少女のような母とふたり暮らしのカンチョリは、母の面倒をみながら黙々と働き、懸命に生きてきた。しかし、スニさんには持病も多く、移植手術が必要だった。高い手術代を稼ぐために必死になるカンチョリだが、幼なじみで裏社会に入ったジョンス(イ・シオン)には、いつも堅気になれと忠告するのだった。
旅行で釜山に滞在中のスジ(チョン・ユミ)が、そんなカンチョリをカメラごしに見ていた。たまたま旅行会社で知り合ったふたりは、次第に好意を抱きあうようになる。そして、自由に生きるスジと接するうちに、カンチョリは初めて外の世界へ旅に出る夢を抱き始める。
その頃、ジョンスのいる組織の組長サンゴン(キム・ジョンテ)とフィゴン(キム・ソンオ)の兄弟が、秘かに日本のヤクザと権力争いを始めていた。腕っぷしの強いカンチョリに目をつけたジョンスは、手術代をエサに、彼を暗殺計画に巻き込もうとしていた。そんな時、スニさんの容態が悪化。
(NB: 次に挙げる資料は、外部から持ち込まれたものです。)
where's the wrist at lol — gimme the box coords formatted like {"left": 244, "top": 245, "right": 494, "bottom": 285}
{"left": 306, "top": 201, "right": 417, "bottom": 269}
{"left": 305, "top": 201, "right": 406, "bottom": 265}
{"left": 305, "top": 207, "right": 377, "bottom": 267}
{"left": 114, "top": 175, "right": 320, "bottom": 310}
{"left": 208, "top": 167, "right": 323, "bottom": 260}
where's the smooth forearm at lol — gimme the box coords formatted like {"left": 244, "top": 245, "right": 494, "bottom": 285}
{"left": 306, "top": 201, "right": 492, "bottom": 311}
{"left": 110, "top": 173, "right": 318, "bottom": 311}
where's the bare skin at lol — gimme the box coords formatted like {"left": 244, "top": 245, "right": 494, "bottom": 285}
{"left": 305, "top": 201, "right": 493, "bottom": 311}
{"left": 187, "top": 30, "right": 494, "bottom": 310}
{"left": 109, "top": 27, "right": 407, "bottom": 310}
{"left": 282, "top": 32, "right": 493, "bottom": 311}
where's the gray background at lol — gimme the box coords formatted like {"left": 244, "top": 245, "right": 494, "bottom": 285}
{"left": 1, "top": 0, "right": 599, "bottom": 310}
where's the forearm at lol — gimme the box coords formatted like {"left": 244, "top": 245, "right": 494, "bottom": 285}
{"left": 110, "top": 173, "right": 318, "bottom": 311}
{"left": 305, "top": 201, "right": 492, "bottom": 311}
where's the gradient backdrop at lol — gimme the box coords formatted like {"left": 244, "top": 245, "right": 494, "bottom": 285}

カンチョリは決断を迫られる…。
●アジコのおすすめポイント:
ドラマ「トキメキ☆成均館スキャンダル」で一躍、若手人気俳優の仲間入りをしたユ・アインと、どんな役柄も変幻自在に演じこなすベテラン女優キム・ヘスクが、心温まる母子を演じるヒューマンドラマです。監督は『マイ・ブラザー』(04)で兄弟の絆を描いたアン・グォンテ。助演陣もキム・ジョンテ、キム・ソンオなど旬な俳優が揃い、ホン・サンス作品でお馴染みのチョン・ユミがカンチョリに新しい世界を広げる重要な役柄を演じます。病気と認知症を患う母親という設定でありながら、天真爛漫で少女のようなスニさんとカンチョリとのふたり暮しは、明るく愛らしいメルヘンのような世界。ユ・アインが一番気に入っているキムパップシーン(写真左)など、微笑ましいシーンがいっぱい登場します。終盤、そんなカンチョリがどういう決断をしていくのか…愛に包まれた爽やかなラストをご堪能ください。